# Paper Summary: **Synthesizing Robust Adversarial Examples**

Part of the series *A Month of Machine Learning Paper Summaries*. Originally posted here on 2018/11/27.

Synthesizing Robust Adversarial Examples (2017) Anish Athalye, Logan Engstrom, Andrew Ilyas, Kevin Kwok

This paper is the one that produced the 3D printed turtle that, when viewed from almost any angle, modern ImageNet-trained image classifiers misclassify as a rifle (see video below). This work was done roughly concurrently with Eykholt 2017, which also deals with adversarial examples in the real world, but the approaches are different enough that I think it’s worth looking at both papers. So look out for another summary on this topic tomorrow.
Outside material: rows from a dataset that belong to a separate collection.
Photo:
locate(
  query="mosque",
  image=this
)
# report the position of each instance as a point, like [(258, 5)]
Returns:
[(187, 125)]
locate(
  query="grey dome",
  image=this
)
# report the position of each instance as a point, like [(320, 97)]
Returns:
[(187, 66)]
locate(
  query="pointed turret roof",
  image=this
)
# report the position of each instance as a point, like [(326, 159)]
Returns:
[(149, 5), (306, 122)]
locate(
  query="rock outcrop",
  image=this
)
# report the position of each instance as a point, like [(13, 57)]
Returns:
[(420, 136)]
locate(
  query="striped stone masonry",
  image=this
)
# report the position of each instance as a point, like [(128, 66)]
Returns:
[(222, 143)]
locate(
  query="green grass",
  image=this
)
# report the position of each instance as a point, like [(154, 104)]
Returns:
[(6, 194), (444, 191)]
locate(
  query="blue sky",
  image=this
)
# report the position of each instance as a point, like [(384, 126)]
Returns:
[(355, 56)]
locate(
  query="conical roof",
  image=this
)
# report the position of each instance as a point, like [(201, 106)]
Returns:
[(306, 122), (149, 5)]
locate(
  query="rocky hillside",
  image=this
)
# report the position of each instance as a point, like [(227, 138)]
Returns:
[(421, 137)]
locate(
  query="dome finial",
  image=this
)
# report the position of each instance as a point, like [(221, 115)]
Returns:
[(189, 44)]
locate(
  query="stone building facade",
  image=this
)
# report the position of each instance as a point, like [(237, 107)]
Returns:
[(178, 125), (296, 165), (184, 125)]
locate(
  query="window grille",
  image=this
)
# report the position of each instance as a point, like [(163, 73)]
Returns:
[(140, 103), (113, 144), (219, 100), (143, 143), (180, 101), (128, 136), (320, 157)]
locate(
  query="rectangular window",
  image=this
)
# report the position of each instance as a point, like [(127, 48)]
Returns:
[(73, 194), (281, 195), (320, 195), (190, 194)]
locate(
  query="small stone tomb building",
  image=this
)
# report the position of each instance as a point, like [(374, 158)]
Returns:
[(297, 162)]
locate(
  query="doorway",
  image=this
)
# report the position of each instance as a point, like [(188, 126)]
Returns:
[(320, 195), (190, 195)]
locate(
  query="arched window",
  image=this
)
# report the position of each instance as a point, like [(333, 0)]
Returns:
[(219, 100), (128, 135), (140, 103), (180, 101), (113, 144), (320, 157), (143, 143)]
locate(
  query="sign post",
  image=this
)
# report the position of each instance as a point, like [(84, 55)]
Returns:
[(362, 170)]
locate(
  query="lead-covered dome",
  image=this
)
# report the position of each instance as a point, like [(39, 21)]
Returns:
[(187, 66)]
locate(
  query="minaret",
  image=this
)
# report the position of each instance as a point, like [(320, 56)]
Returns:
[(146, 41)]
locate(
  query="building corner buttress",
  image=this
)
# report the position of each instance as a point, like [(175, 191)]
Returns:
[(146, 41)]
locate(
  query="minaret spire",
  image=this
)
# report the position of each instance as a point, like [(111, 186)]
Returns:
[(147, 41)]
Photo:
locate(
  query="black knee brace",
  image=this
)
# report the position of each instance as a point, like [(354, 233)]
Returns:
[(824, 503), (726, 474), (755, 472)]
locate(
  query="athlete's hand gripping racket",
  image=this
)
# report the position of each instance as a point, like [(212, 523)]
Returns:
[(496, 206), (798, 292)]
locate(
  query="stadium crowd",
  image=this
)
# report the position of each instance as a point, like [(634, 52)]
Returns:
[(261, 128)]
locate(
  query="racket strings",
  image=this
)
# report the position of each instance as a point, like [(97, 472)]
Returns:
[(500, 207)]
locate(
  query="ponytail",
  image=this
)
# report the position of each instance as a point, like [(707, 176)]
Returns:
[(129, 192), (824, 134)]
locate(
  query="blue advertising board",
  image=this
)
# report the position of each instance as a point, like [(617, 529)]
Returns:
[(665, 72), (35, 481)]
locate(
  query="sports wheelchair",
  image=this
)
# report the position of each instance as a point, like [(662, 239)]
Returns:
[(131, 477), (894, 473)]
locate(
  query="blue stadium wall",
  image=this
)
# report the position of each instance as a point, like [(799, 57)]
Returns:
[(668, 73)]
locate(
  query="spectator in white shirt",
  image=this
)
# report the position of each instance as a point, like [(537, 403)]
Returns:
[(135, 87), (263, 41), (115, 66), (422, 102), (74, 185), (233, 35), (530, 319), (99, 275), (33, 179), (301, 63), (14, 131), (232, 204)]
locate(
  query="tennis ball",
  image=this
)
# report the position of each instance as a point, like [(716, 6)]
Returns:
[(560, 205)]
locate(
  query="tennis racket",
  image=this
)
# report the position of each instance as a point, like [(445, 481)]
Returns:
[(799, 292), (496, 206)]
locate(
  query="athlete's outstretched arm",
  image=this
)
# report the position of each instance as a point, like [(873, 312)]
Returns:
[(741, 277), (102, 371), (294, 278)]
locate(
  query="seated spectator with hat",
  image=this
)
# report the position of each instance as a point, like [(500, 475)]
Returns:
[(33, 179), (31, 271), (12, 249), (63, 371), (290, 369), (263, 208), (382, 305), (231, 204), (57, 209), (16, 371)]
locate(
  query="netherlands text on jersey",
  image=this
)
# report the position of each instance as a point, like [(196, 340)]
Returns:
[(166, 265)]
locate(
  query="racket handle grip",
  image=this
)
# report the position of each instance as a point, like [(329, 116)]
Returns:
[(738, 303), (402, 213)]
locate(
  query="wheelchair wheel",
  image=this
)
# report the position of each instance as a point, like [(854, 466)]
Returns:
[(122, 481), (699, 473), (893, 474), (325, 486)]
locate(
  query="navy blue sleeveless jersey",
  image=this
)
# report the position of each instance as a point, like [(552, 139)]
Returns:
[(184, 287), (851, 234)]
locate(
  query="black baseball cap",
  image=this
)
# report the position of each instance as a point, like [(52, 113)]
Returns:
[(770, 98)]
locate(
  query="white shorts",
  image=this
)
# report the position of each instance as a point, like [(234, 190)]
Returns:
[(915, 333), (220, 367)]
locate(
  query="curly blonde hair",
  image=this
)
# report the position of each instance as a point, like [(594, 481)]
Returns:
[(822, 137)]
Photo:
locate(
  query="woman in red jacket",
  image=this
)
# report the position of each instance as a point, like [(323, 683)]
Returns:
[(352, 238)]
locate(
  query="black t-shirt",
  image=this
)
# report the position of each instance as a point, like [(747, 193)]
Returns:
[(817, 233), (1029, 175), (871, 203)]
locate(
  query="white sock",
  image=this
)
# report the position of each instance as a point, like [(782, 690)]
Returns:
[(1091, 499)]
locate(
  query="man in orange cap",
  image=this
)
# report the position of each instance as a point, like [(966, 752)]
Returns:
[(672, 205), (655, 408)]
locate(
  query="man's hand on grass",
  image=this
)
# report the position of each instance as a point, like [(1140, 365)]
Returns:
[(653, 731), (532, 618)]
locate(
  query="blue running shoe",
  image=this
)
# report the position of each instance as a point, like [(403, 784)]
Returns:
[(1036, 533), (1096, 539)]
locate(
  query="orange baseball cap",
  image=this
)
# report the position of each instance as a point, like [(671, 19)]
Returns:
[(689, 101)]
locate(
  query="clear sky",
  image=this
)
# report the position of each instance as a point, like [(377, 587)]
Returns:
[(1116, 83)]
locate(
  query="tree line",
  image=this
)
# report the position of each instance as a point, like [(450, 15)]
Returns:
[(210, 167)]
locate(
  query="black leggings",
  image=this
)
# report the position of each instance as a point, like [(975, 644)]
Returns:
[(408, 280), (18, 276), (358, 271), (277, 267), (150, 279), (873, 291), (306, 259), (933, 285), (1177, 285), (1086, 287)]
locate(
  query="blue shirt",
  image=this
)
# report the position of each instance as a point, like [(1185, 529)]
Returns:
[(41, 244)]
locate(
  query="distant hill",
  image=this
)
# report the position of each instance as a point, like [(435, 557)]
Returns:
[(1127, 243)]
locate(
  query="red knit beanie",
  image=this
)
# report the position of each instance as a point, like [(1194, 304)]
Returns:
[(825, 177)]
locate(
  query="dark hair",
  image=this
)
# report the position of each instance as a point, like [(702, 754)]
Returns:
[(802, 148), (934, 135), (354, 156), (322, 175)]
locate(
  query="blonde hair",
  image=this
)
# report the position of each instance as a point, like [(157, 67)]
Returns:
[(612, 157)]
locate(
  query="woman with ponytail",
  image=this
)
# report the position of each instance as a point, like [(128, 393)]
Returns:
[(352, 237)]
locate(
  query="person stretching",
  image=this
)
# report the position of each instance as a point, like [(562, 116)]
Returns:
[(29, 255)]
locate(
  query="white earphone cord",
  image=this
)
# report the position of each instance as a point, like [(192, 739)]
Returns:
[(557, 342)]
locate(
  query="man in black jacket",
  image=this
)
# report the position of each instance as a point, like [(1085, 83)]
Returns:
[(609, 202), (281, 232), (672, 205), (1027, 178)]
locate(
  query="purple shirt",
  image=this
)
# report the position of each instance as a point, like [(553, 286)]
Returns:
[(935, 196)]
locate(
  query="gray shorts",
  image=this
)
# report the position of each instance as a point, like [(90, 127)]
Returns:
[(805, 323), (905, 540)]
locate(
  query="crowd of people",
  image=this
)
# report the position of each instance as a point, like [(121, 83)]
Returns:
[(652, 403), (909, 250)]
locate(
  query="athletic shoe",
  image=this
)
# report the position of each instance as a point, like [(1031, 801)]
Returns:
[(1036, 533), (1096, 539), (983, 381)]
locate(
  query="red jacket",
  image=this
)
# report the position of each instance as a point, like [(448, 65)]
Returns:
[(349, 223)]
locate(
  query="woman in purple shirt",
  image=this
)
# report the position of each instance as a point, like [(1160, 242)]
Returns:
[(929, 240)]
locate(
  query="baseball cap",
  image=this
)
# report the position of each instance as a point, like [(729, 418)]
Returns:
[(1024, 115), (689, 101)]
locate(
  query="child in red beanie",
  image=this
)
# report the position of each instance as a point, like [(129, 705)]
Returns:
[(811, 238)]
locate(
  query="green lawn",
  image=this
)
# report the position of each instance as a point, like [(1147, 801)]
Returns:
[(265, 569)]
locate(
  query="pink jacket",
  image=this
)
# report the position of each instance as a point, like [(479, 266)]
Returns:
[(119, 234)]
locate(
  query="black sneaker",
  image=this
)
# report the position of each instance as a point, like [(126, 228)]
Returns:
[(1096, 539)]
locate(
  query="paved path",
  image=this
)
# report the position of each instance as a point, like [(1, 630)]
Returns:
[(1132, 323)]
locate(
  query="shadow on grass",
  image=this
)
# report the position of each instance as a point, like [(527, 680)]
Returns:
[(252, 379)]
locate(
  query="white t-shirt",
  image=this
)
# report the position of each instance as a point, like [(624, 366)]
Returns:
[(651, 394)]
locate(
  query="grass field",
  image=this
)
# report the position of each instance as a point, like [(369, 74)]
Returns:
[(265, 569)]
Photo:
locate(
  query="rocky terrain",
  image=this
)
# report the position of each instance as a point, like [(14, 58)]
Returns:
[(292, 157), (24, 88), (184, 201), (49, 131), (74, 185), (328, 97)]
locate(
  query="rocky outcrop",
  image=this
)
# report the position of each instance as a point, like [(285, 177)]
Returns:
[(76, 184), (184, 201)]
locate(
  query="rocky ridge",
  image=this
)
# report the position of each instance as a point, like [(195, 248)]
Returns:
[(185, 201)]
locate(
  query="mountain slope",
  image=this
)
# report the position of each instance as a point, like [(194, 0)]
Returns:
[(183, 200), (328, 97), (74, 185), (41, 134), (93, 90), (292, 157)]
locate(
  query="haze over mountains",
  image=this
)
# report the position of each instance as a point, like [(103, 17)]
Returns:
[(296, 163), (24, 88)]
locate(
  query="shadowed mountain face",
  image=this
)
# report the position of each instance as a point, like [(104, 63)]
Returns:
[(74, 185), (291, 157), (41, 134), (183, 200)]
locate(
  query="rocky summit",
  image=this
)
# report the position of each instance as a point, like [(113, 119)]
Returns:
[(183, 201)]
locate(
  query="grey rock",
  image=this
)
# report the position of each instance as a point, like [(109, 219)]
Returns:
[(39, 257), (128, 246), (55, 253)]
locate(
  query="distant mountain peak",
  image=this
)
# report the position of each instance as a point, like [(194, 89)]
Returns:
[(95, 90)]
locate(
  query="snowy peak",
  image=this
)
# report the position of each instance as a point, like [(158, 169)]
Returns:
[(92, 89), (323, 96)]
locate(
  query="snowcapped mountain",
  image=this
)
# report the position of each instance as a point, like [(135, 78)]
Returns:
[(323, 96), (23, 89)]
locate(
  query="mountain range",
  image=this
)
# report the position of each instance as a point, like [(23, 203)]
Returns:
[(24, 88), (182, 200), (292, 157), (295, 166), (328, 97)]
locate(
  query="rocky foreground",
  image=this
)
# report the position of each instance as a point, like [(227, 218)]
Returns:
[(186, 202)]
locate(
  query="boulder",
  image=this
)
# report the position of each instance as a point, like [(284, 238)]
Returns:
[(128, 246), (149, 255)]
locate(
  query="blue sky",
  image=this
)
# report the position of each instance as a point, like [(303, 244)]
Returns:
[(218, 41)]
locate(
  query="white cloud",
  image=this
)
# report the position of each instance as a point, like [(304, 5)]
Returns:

Early on, adversarial examples were considered theoretically interesting, but were hard to take seriously. Small changes in lighting, camera noise, and viewpoint would destroy adversarial misclassification, and this fragility was thought to be fundamental to the nature of the attack. This viewpoint has started to change with new work on bringing adversarial examples into the physical world, but this paper is the first major result (along with Eykholt 2017) that demonstrates the extent of the risk of this threat model. In contrast to Eykholt 2017, this paper develops a general method for incorporating transformation invariance, given a distribution of transformations of the input object.

Incidentally, the idea of making adversarial examples more robust to me looked a lot like C&W’s work on defeating several defensive measures. Indeed, there are marked similarities in the approach.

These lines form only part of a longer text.